Proc IEEE Comput Soc Bioinform Conf. 2003;2:148-58.
We propose two methods for finding similarities in protein structure databases. Our techniques extract feature vectors on triplets of SSEs (Secondary Structure Elements) of proteins. These feature vectors are then indexed using a multidimensional index structure. Our first technique considers the problem of finding proteins similar to a given query protein in a protein dataset. This technique quickly finds promising proteins using the index structure. These proteins are then aligned to the query protein using a popular pairwise alignment tool such as VAST. We also develop a novel statistical model to estimate the goodness of a match using the SSEs. Our second technique considers the problem of joining two protein datasets to find an all-to-all similarity. Experimental results show that our techniques improve the pruning time of VAST 3 to 3.5 times while keeping the sensitivity similar.

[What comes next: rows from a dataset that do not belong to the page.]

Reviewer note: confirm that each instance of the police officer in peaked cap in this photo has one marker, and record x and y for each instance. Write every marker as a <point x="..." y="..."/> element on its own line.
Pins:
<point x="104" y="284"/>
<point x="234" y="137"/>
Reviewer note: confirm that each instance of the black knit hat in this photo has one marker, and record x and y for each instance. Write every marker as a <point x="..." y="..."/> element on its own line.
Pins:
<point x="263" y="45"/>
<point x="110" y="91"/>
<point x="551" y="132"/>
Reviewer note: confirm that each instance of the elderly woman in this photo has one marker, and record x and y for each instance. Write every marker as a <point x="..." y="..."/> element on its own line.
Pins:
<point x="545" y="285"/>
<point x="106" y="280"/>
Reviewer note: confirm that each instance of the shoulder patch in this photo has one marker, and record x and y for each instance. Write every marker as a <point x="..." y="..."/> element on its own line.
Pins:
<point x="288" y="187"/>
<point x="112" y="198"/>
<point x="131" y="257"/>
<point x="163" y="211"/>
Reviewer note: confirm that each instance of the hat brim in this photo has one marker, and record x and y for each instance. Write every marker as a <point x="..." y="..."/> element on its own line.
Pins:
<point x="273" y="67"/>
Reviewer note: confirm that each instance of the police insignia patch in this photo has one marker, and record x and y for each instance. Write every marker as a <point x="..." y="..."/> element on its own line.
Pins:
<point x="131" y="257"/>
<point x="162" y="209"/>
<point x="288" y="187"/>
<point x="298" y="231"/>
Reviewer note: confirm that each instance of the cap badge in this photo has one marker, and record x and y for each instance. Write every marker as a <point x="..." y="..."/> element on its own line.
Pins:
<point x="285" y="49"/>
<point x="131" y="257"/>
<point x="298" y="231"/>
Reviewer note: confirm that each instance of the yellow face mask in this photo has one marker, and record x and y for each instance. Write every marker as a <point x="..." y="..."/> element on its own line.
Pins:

我们提出了两种在蛋白质结构数据库中寻找相似性的方法。我们的技术在蛋白质的二级结构元件(SSE)三元组上提取特征向量。然后使用多维索引结构对这些特征向量进行索引。我们的第一种技术考虑在蛋白质数据集中寻找与给定查询蛋白质相似的蛋白质的问题。该技术使用索引结构快速找到有前景的蛋白质。然后使用诸如VAST之类的流行成对比对工具将这些蛋白质与查询蛋白质进行比对。我们还开发了一种新颖的统计模型,以使用SSE来估计匹配的优度。我们的第二种技术考虑合并两个蛋白质数据集以找到全对全相似性的问题。实验结果表明,我们的技术在保持灵敏度相似的同时,将VAST的剪枝时间提高了3至3.5倍。